Multi-Information Source Optimization
This addresses the problem of efficiently optimizing expensive functions using multiple biased approximations, which is incremental but important for applications like reinforcement learning and engineering.
The paper tackles Bayesian optimization of expensive black-box functions with cheaper, biased approximations by introducing a novel algorithm that rigorously handles model discrepancies and noisy observations. The method consistently outperforms state-of-the-art techniques, achieving higher objective values and lower exploration costs.

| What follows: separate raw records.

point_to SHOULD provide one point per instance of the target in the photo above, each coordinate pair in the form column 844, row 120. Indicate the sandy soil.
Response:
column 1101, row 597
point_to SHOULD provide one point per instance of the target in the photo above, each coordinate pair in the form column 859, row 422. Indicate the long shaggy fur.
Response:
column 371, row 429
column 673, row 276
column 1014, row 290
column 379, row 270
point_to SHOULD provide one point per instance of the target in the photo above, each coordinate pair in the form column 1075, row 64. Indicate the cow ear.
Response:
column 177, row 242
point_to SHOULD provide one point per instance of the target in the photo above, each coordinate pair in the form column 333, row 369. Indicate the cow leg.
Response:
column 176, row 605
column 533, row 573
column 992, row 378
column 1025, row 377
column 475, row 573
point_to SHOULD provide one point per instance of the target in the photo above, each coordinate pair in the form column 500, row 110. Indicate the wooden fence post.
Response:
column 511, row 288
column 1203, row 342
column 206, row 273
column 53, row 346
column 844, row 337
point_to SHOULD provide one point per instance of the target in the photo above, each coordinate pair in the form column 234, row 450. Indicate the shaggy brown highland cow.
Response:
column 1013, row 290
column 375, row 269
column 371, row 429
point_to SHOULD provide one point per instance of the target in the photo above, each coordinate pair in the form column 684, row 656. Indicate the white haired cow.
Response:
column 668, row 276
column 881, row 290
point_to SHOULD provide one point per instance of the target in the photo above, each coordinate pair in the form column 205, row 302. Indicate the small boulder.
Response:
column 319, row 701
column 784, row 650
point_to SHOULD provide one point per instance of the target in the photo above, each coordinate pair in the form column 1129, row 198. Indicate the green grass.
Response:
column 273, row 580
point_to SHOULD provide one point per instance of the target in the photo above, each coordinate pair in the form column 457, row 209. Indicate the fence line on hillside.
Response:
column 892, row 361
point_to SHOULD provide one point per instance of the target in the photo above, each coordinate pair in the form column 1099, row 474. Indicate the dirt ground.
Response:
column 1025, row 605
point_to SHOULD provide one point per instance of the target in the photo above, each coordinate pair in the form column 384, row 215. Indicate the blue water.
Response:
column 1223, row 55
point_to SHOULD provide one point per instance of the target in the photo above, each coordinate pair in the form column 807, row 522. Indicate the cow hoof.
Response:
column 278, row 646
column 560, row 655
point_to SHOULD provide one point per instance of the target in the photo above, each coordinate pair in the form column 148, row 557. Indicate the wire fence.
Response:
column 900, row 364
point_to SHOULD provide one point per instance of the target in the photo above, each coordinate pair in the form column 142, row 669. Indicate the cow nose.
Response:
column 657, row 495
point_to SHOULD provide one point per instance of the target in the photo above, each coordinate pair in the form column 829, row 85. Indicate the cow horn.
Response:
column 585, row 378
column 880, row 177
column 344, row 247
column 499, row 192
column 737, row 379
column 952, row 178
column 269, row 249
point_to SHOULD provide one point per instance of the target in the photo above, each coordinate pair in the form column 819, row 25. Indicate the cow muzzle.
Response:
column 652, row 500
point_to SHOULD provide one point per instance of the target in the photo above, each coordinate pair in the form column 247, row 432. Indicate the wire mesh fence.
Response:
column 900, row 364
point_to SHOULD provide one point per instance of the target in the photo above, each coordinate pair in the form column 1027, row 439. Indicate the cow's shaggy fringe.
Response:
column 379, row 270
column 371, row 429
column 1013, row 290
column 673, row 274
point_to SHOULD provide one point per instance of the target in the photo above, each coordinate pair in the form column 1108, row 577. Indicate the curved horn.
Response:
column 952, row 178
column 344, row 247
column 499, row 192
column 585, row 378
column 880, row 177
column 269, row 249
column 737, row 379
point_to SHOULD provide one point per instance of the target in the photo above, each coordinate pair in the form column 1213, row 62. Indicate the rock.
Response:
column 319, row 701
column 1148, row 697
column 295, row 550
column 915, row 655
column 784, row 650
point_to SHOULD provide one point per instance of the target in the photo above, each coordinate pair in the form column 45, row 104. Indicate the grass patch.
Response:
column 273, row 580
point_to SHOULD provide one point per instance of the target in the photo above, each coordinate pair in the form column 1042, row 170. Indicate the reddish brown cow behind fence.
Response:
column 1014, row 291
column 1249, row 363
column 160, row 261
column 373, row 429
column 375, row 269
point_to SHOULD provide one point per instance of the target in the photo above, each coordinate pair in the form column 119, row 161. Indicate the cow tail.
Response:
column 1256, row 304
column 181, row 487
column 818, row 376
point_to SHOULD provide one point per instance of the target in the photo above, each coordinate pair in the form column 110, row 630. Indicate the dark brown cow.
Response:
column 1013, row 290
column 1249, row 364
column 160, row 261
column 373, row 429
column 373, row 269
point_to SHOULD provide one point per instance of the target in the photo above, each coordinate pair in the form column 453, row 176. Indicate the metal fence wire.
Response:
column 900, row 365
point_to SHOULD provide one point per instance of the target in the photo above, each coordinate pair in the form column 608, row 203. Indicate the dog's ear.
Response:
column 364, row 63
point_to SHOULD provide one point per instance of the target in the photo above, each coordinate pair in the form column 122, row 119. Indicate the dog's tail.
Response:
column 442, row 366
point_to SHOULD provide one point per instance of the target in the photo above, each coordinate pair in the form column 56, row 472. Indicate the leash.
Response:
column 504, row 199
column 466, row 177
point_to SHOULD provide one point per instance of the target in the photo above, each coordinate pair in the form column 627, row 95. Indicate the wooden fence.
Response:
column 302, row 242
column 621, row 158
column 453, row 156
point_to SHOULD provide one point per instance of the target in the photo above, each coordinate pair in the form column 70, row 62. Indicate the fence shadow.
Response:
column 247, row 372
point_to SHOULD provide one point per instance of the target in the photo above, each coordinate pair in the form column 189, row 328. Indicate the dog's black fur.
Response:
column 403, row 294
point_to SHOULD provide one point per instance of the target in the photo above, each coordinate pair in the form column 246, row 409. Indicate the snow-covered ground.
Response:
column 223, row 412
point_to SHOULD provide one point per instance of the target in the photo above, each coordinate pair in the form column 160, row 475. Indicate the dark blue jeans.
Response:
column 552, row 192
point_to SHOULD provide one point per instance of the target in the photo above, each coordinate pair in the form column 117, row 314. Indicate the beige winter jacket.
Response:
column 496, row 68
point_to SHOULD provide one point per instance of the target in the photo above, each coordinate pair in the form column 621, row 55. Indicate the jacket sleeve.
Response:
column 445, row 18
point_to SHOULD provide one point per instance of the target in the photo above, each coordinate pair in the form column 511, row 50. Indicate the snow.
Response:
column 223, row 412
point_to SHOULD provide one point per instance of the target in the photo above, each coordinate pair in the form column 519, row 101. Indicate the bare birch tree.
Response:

We consider Bayesian optimization of an expensive-to-evaluate black-box objective function, where we also have access to cheaper approximations of the objective. In general, such approximations arise in applications such as reinforcement learning, engineering, and the natural sciences, and are subject to an inherent, unknown bias. This model discrepancy is caused by an inadequate internal model that deviates from reality and can vary over the domain, making the utilization of these approximations a non-trivial task. We present a novel algorithm that provides a rigorous mathematical treatment of the uncertainties arising from model discrepancies and noisy observations. Its optimization decisions rely on a value of information analysis that extends the Knowledge Gradient factor to the setting of multiple information sources that vary in cost: each sampling decision maximizes the predicted benefit per unit cost. We conduct an experimental evaluation that demonstrates that the method consistently outperforms other state-of-the-art techniques: it finds designs of considerably higher objective value and additionally inflicts less cost in the exploration process.